When scrolling through their Facebook feed, the average user won’t tend to see beheading videos, human genitalia, or brutal child abuse amid their standard content engagement announcements, cute animal videos, or even heated political spats.

There’s a reason why most people’s Facebook feeds are relatively sanitized. A documentary that premiers on TV Nov. 12 in the US is a stark reminder that a large group of real human beings are tasked with making the internet palatable for the rest of the world’s population.

The Cleaners is the first film by two German filmmakers, Moritz Riesewieck and Hans Block, and will be broadcast on PBS at 10pm US Eastern time, having debuted earlier this year at the Sundance Film Festival. The documentary follows a group of content moderators in the Philippines, where platforms like Facebook and YouTube outsource a large chunk of their review operations, with commentary from with experts and former executives.

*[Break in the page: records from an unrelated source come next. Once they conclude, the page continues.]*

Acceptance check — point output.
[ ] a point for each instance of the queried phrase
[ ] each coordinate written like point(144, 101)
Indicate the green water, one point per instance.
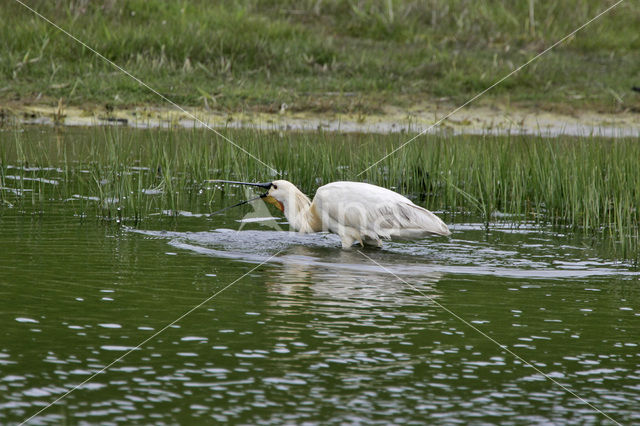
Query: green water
point(315, 333)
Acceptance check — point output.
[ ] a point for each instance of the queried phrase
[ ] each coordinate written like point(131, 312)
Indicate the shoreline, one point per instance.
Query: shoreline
point(482, 119)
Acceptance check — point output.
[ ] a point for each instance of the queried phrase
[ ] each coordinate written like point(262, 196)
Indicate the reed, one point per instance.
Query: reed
point(589, 185)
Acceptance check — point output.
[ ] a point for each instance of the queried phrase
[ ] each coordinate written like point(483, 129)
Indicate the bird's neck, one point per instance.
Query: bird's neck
point(300, 213)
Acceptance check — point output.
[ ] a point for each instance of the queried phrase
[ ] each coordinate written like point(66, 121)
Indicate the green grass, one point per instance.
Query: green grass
point(585, 185)
point(320, 56)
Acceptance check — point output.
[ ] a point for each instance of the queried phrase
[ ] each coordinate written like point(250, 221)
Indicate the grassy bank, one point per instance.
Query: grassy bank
point(588, 185)
point(320, 56)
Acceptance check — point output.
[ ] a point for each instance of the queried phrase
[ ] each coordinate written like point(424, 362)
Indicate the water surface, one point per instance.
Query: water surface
point(314, 334)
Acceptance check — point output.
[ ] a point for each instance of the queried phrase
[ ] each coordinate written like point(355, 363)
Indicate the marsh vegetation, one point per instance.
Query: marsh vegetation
point(585, 185)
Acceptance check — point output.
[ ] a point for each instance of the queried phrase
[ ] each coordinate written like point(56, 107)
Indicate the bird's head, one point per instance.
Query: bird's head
point(281, 193)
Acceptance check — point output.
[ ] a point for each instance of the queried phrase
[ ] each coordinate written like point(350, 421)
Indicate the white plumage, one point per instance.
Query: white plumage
point(356, 211)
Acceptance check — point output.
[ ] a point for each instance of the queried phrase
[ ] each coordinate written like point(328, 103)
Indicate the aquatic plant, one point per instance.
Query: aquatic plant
point(585, 184)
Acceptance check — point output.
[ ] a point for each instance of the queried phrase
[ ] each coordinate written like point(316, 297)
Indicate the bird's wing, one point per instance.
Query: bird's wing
point(375, 212)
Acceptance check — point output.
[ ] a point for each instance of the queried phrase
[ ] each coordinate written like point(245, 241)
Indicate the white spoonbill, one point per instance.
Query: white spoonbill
point(356, 211)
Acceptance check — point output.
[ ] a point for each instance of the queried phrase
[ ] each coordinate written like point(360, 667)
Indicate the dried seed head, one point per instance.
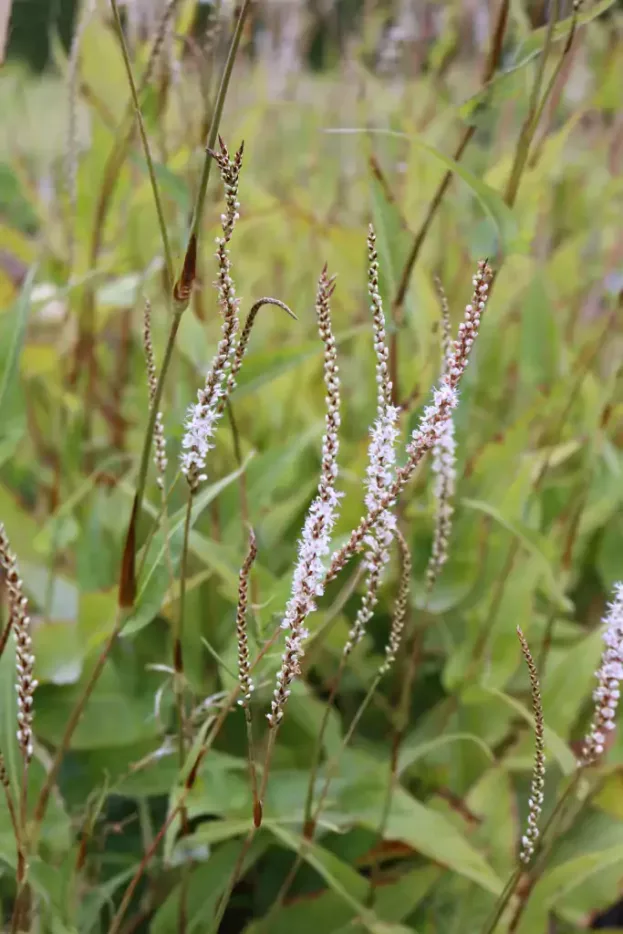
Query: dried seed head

The film is dramatized, with the moderators often shown at night, in empty, dark office buildings, narrating the footage with a monotone “delete, delete, ignore, ignore, ignore,” as computer monitors illuminate their faces. But no flashy dramatic effects are necessary to show the horrors of what these people have to deal with.

As one moderator in the film says, “this job makes you think violence is normal.” The moderators become experts at the most violent content out there, discerning corpses by the type of weapon used in the beheading. The film describes a harrowing story of one moderator who reportedly took his own life after repeatedly asking to be transferred from the team he served on. His coverage area was live self-harm content, including suicide attempts.

At the same time, some of the moderators see themselves as those who safeguard the internet. To do this job, you have to “have principles,” one of them says.

In the end, as Bryan Bishop aptly put it at The Verge, the film ends up being about how horrible the internet is, not merely about how horrible these people’s jobs are. It shows what happens, when, as Facebook CEO Mark Zuckerberg says in a speech poignantly shown in the movie, you “give anyone in the world the power to share anything with anyone.”

The documentary grapples with the central tension that plagues internet platforms: free speech versus clean discourse. It does so not just by interviewing experts, but also juxtaposing stories of people censored by the platforms—like an artist who drew an imagined portrait of a naked Donald Trump—with those at the end of the decision-making chain, the moderators who try to follow the platforms’ rules. The major technology companies face an often impossible question: when is something worth keeping up, and when should it be taken down? Who should be dictating these rules?

It doesn’t offer a direct answer, but it questions how we got here in the first place.